Taiwan ex-premier heading delegation to Trump inauguration

FILE - In this Tuesday, Sept. 12, 2006, file photo, Democratic Progressive Party member Yu Shyi-kun, speaks to the media during a news conference at the National Press Club in Washington DC. Yu will be joined by lawmakers and local government officials representing both Taiwan's ruling and opposition parties at Donald Trump's inauguration Friday, highlighting the unusually high profile during the presidential transition process. (AP Photo/Manuel Balce Ceneta, File) (The Associated Press)

A former Taiwan premier will represent the island at Donald Trump's inauguration Friday.

Yu Shyi-kun will be joined by lawmakers and local government officials representing both the ruling Democratic Progressive Party and the opposition Nationalists.

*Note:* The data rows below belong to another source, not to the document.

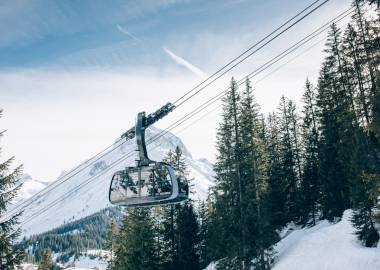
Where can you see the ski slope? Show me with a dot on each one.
(68, 203)
(326, 246)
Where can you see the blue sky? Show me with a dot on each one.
(68, 67)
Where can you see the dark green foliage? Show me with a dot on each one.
(74, 237)
(179, 231)
(111, 243)
(203, 234)
(241, 231)
(9, 257)
(47, 262)
(135, 249)
(363, 218)
(310, 182)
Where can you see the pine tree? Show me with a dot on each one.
(111, 243)
(277, 195)
(179, 223)
(46, 262)
(337, 127)
(259, 233)
(227, 239)
(9, 258)
(203, 234)
(288, 159)
(310, 182)
(135, 247)
(364, 215)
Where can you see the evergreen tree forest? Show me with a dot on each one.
(9, 186)
(308, 160)
(301, 163)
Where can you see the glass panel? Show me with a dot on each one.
(149, 183)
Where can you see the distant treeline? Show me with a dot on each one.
(72, 238)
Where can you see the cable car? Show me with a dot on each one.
(149, 182)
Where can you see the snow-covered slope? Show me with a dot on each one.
(67, 202)
(326, 246)
(29, 187)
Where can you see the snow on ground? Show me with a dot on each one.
(325, 246)
(68, 202)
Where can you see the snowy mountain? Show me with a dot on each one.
(324, 246)
(29, 187)
(85, 190)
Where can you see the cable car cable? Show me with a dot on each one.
(57, 182)
(246, 51)
(150, 141)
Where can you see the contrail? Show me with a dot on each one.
(177, 59)
(180, 61)
(125, 32)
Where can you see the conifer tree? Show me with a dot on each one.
(310, 182)
(277, 195)
(337, 130)
(364, 214)
(203, 234)
(288, 159)
(47, 262)
(135, 247)
(260, 235)
(229, 241)
(179, 223)
(9, 258)
(111, 243)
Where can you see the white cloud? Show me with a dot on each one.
(180, 61)
(124, 31)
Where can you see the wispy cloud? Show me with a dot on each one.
(129, 34)
(180, 61)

The U.S. has no formal relations with Taipei in deference to China, which claims the island as its own. However, the two maintain robust informal ties and Washington sells Taiwan arms and is legally bound to regard any threat to the island as a matter of grave concern.

Trump upset decades of diplomatic precedent by talking by phone with Taiwanese President Tsai Ing-wen shortly after his victory in November's presidential election. Last week, he said in a newspaper interview that Washington's "one China policy" under which it recognized Beijing in 1979 was open to negotiation.